Let’s call it “The Equity Party.” While it respects the aspirations of those at the top and those at the bottom, it will mainly speak—in a language that can be understood—to and for those who dwell in the gray and desolate zone wedged between East Hampton and affirmative action, people who feel their backs are to the wall, that Washington doesn’t give a shit about them and neither does Harvard. These are the folks who represent a rich vein of resentment that can be captured by imaginative, honest policy proposals. Folks like this don’t want class war; they do want a fair deal.
It helps to tie the new to history, if only as an earnest of character, if you will, an indication of the sort of thinking—the kind of people—the Equity Party wants to speak for and appeal to. Why not set as broad objectives the goals set forth in F.D.R.’s 1944 “Economic Bill of Rights”? But we must emphasize that we can only come as close to these as conviction, courage and realism will take us, which may be no more than halfway to the further limits of the possible.
In a politics of polarities, a party defines itself as much by whom and what it opposes as by the values it embraces. What and whom shall we stand against? I’d proclaim a crusade against corruption, the monetized cynicism that has led to the pervasive degradation of our politics and our markets and the public and private institutions that embody them and feed off them. Corruption is the ultimate killer: It truly is political and economic cancer. If you don’t believe me, read the hair-raising piece on Berlusconi’s Italy by Alexander Stille in the current New York Review of Books. It can happen here. To a considerable but hopefully not irreversible degree, it already has.
The new party must otherwise stand for fresh thinking on deficits, income and wealth disparity, taxation, immigration, Iraq, Iran, medical care, jobs and opportunity, energy, government, man and nature. Ideas that depart from the Op-Ed wisdom that all that’s needed to set this nation straight is an adjustment of this or that process or a percentage-point shift here or there in existing economic or political modules. The thinking should be on the largest, furthest-reaching scale practicable, innovative where it makes sense, but above all realistic. The overriding analytical and prescriptive imperative will be: no cure that’s worse than the disease, considered in all its aspects.

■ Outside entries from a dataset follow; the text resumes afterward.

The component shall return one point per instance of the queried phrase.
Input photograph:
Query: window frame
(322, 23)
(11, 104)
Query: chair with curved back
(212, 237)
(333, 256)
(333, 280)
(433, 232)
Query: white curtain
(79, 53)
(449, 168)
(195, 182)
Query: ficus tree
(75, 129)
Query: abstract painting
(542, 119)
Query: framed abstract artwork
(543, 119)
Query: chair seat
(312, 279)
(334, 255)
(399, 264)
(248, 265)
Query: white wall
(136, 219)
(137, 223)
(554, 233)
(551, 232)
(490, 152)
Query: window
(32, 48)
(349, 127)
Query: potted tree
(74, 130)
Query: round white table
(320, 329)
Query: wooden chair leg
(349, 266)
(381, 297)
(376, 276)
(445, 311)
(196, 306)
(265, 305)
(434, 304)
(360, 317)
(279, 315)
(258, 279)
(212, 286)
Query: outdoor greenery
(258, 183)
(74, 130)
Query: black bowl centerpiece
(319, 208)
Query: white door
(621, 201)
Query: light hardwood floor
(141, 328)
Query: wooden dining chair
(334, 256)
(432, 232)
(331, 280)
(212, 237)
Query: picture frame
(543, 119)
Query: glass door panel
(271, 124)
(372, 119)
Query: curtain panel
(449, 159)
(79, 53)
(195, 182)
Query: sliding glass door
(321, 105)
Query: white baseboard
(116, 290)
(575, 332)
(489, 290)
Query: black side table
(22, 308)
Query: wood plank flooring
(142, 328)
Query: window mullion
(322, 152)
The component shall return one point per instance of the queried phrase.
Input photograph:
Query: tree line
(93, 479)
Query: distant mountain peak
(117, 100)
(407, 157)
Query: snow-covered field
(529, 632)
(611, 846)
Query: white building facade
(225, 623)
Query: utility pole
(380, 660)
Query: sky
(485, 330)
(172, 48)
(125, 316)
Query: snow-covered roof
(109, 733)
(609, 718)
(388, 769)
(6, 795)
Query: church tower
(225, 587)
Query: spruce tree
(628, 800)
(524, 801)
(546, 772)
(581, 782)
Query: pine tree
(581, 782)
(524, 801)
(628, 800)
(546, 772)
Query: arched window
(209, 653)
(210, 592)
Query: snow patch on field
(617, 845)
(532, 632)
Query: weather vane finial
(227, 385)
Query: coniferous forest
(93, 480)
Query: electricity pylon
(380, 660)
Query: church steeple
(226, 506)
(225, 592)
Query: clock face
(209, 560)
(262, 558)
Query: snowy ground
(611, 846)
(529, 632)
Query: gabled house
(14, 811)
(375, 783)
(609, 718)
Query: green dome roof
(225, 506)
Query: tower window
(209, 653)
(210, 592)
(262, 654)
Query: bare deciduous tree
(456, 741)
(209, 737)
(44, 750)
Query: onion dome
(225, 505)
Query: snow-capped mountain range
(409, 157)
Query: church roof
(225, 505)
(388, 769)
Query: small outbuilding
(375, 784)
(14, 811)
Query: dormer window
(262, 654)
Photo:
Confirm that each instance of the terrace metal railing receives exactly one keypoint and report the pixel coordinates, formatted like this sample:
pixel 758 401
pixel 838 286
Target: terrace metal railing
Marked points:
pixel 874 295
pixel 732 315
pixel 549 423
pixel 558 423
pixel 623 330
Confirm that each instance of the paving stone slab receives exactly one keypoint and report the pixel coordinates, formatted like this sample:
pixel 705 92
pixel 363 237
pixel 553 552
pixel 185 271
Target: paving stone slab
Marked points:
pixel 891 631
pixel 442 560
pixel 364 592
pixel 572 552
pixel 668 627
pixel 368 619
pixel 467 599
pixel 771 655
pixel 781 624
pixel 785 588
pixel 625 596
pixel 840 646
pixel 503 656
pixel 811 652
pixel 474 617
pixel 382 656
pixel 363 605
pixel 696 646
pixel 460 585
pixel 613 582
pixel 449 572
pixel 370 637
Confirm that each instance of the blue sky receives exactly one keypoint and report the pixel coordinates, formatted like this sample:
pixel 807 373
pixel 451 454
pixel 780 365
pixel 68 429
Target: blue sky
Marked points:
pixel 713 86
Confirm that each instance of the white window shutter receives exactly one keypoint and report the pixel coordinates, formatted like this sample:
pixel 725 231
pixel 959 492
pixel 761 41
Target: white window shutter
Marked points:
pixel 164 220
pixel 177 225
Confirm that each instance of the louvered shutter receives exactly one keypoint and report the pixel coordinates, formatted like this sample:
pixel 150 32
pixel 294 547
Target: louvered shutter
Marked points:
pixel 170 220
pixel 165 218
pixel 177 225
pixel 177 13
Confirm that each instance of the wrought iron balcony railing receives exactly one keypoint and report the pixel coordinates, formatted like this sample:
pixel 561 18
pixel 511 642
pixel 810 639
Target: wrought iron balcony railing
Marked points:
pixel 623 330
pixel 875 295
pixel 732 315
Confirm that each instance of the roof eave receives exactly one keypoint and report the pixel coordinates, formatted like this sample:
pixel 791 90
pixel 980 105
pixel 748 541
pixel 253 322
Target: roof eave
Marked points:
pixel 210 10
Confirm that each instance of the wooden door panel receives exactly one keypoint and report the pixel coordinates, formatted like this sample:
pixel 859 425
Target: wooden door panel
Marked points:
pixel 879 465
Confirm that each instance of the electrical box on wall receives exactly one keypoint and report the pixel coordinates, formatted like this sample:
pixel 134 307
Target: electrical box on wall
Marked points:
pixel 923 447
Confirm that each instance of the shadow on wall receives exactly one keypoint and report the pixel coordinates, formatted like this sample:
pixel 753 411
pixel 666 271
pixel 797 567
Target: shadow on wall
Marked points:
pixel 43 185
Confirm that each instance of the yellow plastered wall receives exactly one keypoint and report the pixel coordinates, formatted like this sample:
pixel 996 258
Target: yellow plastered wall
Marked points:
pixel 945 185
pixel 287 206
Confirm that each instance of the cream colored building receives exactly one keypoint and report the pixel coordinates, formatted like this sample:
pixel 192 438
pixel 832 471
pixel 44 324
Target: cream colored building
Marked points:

There are some big things that can be done if properly thought through, presented and articulated; there are others that simply can’t be. Here’s an example: make corporate dividends fully deductible at the point of payout but tax the bejesus out of retained profits, which can all too readily be absconded via management stock options. Let management go back to the stockholders for big-project capital dollars. The cycle should be: pay out, put back in—if the stockholders have faith. This is the way these big “private equity” buyouts (essentially no more than tax-efficient recapitalizations) work. Keep the money moving; that’s the key to a vibrant long-term economy.
Who should spearhead the Equity Party? My nominee is less than a mile away across the river from where this is written. He’s no man’s fool, no man’s political chattel. If you look seriously at how Michael Bloomberg has accomplished what he has, and the way he’s done it, it’s hard to escape the conclusion that he is, in fact, a one-man third party. He’s beyond price; he knows who the other smart people out there are, and who are the B.S. artists.
Who better, then, to do what Lars Porsena did in Macaulay’s great poem: to bid “his messengers ride forth, east and west and south and north, to summon his array”? Yeah, yeah, I know: Porsena’s grand design was thwarted by Horatius at the bridge. But Hillary and Pataki and Kerry and Frist and the rest of those self-serving, doublespeaking clowns who offer nothing but ambition? Horatius they sure as hell ain’t.
Onward, I say! Up and at ’em! Excelsior! Equity!